8. The underwater building with the inverted pile and the construction method thereof according to claim 7, wherein the construction device (5) comprises a shallow water construction device (52), the shallow water construction device (52) comprises a water surface platform (11), and the water surface platform (11) comprises a platform body (11-1), a platform propeller (11 A1), a platform winch (11 A2) and a platform lifting support (11 A3); the platform propeller (11A 1), the platform winch (11A 2) and the platform lifting support (11A 3) are all arranged on the platform body (11-1), the vertical surface of the platform body (11-1) is in an inverted U shape, and the top view is in an I shape;

the platform winch (11A 2) hangs the structure (3) on the platform body (11-1), the structure (3) floats to a set position in the horizontal direction through the platform propeller (11A 1), and then the structure (3) is sunk to the set position through the platform winch (11A 2);

the platform lifting support (11A 3) is positioned at four corners of the top view I-shaped platform body (11-1), the platform body (11-1) is supported at the water bottom through the platform lifting support (11A 3), the adjustment of the horizontal and height positions of the structure (3) is realized, and the water bottom positioning of the structure (3) is completed.
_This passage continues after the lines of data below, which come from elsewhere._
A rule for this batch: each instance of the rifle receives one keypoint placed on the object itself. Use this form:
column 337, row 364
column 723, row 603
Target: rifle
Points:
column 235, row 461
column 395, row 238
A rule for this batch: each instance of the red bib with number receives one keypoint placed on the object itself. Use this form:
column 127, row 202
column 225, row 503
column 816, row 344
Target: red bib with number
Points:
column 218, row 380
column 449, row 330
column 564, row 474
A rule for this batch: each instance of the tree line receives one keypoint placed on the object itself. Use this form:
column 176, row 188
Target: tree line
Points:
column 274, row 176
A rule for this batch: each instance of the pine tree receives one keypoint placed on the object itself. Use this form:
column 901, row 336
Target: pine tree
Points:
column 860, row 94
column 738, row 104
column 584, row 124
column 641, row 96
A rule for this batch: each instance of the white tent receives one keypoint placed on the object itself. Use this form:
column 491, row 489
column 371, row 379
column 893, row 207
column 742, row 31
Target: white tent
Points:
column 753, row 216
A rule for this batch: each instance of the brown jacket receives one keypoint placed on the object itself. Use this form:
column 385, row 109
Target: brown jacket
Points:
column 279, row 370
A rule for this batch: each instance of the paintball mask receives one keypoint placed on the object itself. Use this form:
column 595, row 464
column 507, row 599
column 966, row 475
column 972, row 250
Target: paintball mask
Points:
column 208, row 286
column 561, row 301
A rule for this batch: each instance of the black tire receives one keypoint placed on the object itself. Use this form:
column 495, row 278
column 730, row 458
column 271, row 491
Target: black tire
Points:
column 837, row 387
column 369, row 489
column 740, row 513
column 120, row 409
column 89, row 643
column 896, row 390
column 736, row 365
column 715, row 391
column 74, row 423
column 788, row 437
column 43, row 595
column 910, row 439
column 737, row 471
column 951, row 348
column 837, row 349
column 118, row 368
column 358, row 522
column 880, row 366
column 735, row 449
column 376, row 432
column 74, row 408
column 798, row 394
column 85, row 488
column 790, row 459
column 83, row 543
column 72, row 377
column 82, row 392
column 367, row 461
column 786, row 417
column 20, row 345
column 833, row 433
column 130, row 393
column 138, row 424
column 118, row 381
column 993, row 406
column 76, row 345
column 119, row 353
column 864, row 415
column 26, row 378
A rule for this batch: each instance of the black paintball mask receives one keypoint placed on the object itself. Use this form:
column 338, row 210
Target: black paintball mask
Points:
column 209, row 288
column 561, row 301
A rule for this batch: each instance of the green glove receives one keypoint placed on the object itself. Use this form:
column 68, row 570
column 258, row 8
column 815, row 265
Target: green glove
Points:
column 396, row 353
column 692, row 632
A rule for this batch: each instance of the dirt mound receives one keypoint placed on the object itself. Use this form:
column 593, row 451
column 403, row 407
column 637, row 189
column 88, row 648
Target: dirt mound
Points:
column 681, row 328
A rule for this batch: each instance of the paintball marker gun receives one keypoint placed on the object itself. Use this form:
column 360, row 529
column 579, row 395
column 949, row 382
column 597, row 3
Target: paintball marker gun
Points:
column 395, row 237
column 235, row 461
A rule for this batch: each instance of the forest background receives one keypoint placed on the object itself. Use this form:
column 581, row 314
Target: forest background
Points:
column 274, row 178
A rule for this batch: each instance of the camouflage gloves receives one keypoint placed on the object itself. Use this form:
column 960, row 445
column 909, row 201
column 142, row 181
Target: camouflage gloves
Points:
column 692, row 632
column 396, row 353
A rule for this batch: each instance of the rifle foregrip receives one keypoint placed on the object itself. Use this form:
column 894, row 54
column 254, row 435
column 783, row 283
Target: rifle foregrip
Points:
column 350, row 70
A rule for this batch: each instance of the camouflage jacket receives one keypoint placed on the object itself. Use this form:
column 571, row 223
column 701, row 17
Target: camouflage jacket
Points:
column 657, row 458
9. The underwater building with the inverted pile and the construction method thereof according to claim 4, wherein the structure (3) comprises a chamber body (3B) and an in-out cylinder (3C) for personnel to enter and exit, the pile chamber (3A) is a component part of the chamber body (3B), the in-out cylinder (3C) comprises a transition cylinder (3C 1), an inner cover (3C 2) and an outer cover (3C 3), the transition cylinder (3C 1) is arranged between the inner cover (3C 2) and the outer cover (3C 3), and the inner cover (3C 2) is arranged between the chamber body (3B) and the in-out cylinder (3C); the operator enters the anhydrous chamber body (3B) through the access cylinder (3C) and completes the connection of the piles (4) and the structures (3) in the pile chamber (3A).